My cluster environment is single-node with 2 A100s, so I use:

torchrun --nproc_per_node=2 --nnodes=1 train.py

My first question is that when I pass device_id arg in FullyShardedDataParallel() as torch.cuda.current_device(), the error Duplicate GPU detected : rank 1 and rank 0 both on CUDA device 7000 occurs so then I set it to the rank which solves the error. The FSDP doc states that this arg specifies the cuda device to initialize model, shard parameters, etc., and they suggest that we may pass torch.cuda.current_device, but it results in the error above. When I print out both the rank and torch.cuda.current_device:

In rank 0: cuda.current_device: 0
In rank 1: cuda.current_device: 0

Thus, I’m confused why torch.cuda.curren_device() returns 0 for both ranks even if they are in the same node. And for the FSDP definition, is passing torch.cuda.current_device to device_id arg correct?

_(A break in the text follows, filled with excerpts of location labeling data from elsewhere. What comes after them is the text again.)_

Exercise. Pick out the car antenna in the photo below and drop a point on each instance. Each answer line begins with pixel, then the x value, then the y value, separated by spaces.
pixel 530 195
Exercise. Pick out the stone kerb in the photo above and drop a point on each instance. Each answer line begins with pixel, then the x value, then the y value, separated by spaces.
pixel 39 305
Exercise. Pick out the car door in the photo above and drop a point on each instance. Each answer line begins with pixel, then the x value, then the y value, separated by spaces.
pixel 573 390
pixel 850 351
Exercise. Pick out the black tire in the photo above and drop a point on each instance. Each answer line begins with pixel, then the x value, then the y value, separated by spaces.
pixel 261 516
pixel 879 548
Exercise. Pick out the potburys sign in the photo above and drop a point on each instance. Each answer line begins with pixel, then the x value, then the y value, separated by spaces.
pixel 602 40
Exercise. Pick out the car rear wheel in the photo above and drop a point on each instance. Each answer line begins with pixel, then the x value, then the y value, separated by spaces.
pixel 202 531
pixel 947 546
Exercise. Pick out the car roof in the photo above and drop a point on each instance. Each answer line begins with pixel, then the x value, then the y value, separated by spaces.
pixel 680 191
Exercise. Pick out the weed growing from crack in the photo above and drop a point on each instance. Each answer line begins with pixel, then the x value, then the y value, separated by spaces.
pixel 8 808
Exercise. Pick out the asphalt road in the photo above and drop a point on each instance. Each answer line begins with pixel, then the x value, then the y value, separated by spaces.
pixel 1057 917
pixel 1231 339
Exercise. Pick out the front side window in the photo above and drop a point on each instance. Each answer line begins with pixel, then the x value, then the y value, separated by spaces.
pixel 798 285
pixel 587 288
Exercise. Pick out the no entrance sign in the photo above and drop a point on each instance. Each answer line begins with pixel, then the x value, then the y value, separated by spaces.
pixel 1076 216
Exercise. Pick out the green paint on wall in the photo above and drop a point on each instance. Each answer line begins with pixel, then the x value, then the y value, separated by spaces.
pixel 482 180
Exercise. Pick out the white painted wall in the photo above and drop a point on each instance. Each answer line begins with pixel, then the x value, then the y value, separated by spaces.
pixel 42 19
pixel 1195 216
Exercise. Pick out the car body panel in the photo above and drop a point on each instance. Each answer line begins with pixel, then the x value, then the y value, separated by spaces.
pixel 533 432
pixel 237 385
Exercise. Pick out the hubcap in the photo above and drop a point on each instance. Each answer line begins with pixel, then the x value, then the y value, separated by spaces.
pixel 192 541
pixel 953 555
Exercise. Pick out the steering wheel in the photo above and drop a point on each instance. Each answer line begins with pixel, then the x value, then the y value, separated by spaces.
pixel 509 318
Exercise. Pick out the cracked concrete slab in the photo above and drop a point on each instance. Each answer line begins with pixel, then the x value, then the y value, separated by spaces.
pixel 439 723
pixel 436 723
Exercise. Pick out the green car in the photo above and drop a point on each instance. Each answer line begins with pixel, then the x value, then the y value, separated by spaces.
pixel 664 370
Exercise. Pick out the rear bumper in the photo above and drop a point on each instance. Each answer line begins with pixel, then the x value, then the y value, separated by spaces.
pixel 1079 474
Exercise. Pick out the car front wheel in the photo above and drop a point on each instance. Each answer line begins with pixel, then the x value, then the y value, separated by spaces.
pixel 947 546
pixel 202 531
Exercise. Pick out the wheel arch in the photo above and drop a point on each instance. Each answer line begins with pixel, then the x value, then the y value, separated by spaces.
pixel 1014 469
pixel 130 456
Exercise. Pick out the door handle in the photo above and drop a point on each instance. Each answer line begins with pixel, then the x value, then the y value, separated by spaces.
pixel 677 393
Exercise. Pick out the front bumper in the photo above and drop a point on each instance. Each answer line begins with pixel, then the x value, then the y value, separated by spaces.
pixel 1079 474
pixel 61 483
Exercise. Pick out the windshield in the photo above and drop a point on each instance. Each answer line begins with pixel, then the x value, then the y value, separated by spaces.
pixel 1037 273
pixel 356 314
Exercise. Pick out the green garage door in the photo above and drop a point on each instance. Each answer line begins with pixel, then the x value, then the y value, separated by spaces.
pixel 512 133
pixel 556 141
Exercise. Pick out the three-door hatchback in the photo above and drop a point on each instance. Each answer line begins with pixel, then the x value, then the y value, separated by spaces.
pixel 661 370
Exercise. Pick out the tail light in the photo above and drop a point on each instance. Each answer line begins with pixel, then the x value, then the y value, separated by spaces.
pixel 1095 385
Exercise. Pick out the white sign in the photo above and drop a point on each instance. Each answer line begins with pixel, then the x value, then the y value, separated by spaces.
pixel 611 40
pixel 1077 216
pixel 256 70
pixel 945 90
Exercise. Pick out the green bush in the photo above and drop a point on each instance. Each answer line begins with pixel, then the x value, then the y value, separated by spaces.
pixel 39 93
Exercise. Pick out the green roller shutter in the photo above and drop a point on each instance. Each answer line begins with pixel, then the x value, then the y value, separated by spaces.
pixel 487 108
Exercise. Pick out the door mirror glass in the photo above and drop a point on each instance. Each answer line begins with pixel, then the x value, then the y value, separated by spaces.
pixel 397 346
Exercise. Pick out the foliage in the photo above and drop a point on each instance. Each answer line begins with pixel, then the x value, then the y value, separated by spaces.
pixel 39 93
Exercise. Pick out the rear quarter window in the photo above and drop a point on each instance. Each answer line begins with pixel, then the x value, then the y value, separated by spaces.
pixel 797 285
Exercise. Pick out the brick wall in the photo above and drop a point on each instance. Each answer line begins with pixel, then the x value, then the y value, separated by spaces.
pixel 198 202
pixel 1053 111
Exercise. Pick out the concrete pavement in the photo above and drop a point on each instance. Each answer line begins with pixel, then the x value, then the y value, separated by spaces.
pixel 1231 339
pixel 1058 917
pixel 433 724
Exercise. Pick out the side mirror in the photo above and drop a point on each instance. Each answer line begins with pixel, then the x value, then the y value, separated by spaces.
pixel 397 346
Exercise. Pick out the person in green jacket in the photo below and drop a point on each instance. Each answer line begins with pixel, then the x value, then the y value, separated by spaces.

For the second question, before the training loop, I attempted to get the device via:

device = next(fsdp_model.parameters()).device

and in the body of training, I move the data tensors to this device. But it turns out that this device is just cpu, and only after the forward pass, the device of logits is either cuda:0 or cuda:1. But to correctly transfer the data tensors to the same device as fsdp_model, shouldn’t we need the cuda device first?

Thanks!